Here we come to the chicken or the egg.  How did this human capacity to reason and verbally communicate come to exist?  How could it have sprung up out of nothing?  I am inclined to believe that God gave us the capacity and then socialized us to its use, in a similar way to the development of children.

So what does this mean for me today? How should this impact my day to day living? How should any of us respond to such a revelation? I feel prompted to delve deeper, to be happy with what is, to give thanks and praise.  If life as we experience it is not a given, then I must rely on the giver.

The Issue of Support, aka Why Do Some Women Go Nuts?
June 29, 2010, 7:08 am
Filed under: Mothering / Parenting

There’s an amazing book called “After the Baby’s Birth” by Robin Lim.  http://www.randomhouse.com/catalog/display.pperl?isbn=9781587611100

Nitya loaned it to me during my second pregnancy, not so long ago. It centers around how to care for and support a woman after the birth. What could the world need more than for women to receive a crash course in how the first year of new motherhood should go? It should be required reading in every obstetrics practice, and recommended in every childbirth class.  I have a good mind to go around distributing it liberally in waiting rooms across the country.  Save the Mammas Tour… who’s with me?

Despite the media attention to postpartum depression in recent years, the issue of hormonal changes and the crazies that can go along with it still remains a hush hush topic.  I mean, the most women get in the obstetrician’s prenatal visit is a stern “this could happen to you, and if it does, tell me.”  Most of the time that talk doesn’t even happen.  The mother-to-be simply reads a poster up on the wall, or a pamphlet about the affliction. 

I know it is against medical procedure, but how about some good ole’ preventative measures?  But, they are not sure why some women have PPD and others don’t.  I feel confident in stating that the primary cause of debilitating PPD is a lack of maternal support in the neonatal period and year following.  I do not mean to say that pre-existing conditions, or a latent condition brought out by the hormonal changes of the birth are not to blame.  I am saying that these factors are meant to be mitigated by loving, understanding support of the new mother.
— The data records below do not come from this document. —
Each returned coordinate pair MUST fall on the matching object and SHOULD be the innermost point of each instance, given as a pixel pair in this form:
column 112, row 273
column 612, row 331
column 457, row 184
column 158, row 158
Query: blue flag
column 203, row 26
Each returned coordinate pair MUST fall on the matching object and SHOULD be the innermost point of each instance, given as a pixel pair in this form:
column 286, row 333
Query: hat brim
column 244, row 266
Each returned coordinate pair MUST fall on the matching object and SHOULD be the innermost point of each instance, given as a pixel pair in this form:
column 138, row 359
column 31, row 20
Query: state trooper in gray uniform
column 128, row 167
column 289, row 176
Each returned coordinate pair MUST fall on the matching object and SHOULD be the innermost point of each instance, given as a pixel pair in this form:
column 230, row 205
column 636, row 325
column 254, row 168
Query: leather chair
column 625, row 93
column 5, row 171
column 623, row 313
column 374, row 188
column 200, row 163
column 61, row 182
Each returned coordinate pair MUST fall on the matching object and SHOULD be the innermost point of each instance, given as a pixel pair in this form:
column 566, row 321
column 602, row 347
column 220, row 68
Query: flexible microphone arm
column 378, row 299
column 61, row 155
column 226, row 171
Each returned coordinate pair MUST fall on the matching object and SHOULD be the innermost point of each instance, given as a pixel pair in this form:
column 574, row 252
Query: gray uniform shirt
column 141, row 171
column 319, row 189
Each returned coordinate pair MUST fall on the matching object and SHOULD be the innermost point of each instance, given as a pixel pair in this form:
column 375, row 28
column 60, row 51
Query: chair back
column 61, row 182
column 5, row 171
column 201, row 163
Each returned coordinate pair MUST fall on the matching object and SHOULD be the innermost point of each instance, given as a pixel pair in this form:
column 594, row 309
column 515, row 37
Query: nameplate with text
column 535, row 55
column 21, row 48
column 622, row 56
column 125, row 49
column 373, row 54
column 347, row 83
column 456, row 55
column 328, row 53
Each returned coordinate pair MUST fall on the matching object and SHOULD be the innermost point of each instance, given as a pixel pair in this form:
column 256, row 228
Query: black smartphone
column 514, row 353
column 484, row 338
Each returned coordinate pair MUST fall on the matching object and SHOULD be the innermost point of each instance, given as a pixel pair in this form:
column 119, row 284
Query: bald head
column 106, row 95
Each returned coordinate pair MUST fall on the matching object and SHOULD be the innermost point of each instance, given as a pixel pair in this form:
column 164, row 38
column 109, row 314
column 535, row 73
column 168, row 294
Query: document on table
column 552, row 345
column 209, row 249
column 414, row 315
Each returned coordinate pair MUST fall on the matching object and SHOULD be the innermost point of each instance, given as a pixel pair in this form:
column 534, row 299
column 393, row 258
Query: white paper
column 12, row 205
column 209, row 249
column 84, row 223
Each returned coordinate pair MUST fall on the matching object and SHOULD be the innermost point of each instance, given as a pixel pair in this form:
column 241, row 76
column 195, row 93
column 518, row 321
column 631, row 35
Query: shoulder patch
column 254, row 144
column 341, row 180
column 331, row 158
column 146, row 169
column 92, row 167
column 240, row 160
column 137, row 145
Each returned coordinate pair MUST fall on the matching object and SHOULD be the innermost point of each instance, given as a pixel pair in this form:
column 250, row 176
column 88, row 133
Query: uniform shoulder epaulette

The brilliant part of the book is that it is a guide for the woman, not her husband or partner.  (Although the issue would be better served if both read it.)  The book teaches a woman, gives permission to a woman, to follow her gut, to state what she needs to herself first, and then to others. Once a woman gives permission to herself to receive support, she is able to communicate it with conviction.  She knows that if she receives support, she will be able to support her child.

I’m talking about understanding and compassion.  It seems that, more and more, women are expected to *bounce back* quickly from labor. People are impressed and happy to see a woman out and about with her days-old infant. What happened to the lying in period?  That sensitive, holy time of focusing only on acclimation and getting to know each other; that time for adequate recovery?  What happened to other women making soup for a week to nurture the new mother?  Why is there a perception that a new mother should be able to keep up?  With the house keeping, or visiting, or anything?  There should be zero pressure.

The prevalence of mothers not bonding sufficiently with their babies would be greatly reduced if mothers could get the support and love they need in the neonatal period and in the year following.